The similarity between the VCDPA and the CPA will make compliance between those laws more streamlined as compared to the CPRA, subject to potential rulemaking on the topic by the Colorado Privacy Protection Agency and potential legislative action on the VCDPA. That said, depending on the types of information a business collects, CPRA compliance may be easier because it does not require consumer consent for processing of sensitive personal information nor does it impose additional obligations where processing is not for the purpose of inferring characteristics. However, the complexity of CPRA compliance is subject to further rulemaking, in particular rulemaking around the opt-out signals.

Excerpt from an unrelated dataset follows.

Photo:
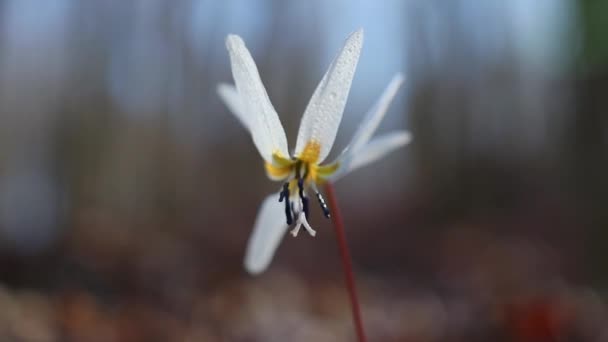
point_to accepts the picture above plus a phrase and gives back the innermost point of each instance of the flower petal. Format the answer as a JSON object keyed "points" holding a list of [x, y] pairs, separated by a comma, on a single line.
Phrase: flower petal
{"points": [[373, 151], [268, 231], [230, 97], [265, 126], [323, 114], [373, 118]]}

An interesting question is whether an organization could take the position that obtaining upfront consumer consent is sufficient to satisfy all three laws. In essence, the CPRA "bakes in" implied consumer consent but only as to the three specific statutory categories discussed above. In other words, so long as a business only processes sensitive personal information for those three permissible statutory categories, it does not have to provide the opt out.

The question is whether a business would derive any benefit from collecting upfront consumer consent for processing activities beyond the three permissible statutory categories since it may already need to do so for VCDPA and CPA compliance purposes. However, there is nothing in CPRA §§ 1798.121 or .135 that states that obtaining consumer consent obviates the need to provide consumers with the right to limit the use of their sensitive personal information. Instead, the concept of consent only comes up after a consumer exercises this right. For example, CPRA § 1798.135(c)(4) states that if a business receives a request to limit a consumer's use of sensitive personal information, it needs to wait at least 12 months before requesting that the consumer authorize the use. Businesses that recognize opt-out preference signals also are permitted to seek consumer consent to ignore that signal but that consent must be revocable. Perhaps the CPPA will reach a different conclusion during its rulemaking process but, at present, it does not appear that consumer consent is a viable approach for ensuring interoperability between these laws.

Ultimately, perhaps the best approach to complying with these three laws is for organizations to look at their data collection practices and not unnecessarily collect sensitive personal information for which there is no business need. Limiting an organization's data collection to only that which is necessary could alleviate compliance efforts.

The content of this article is intended to provide a general guide to the subject matter. Specialist advice should be sought about your specific circumstances.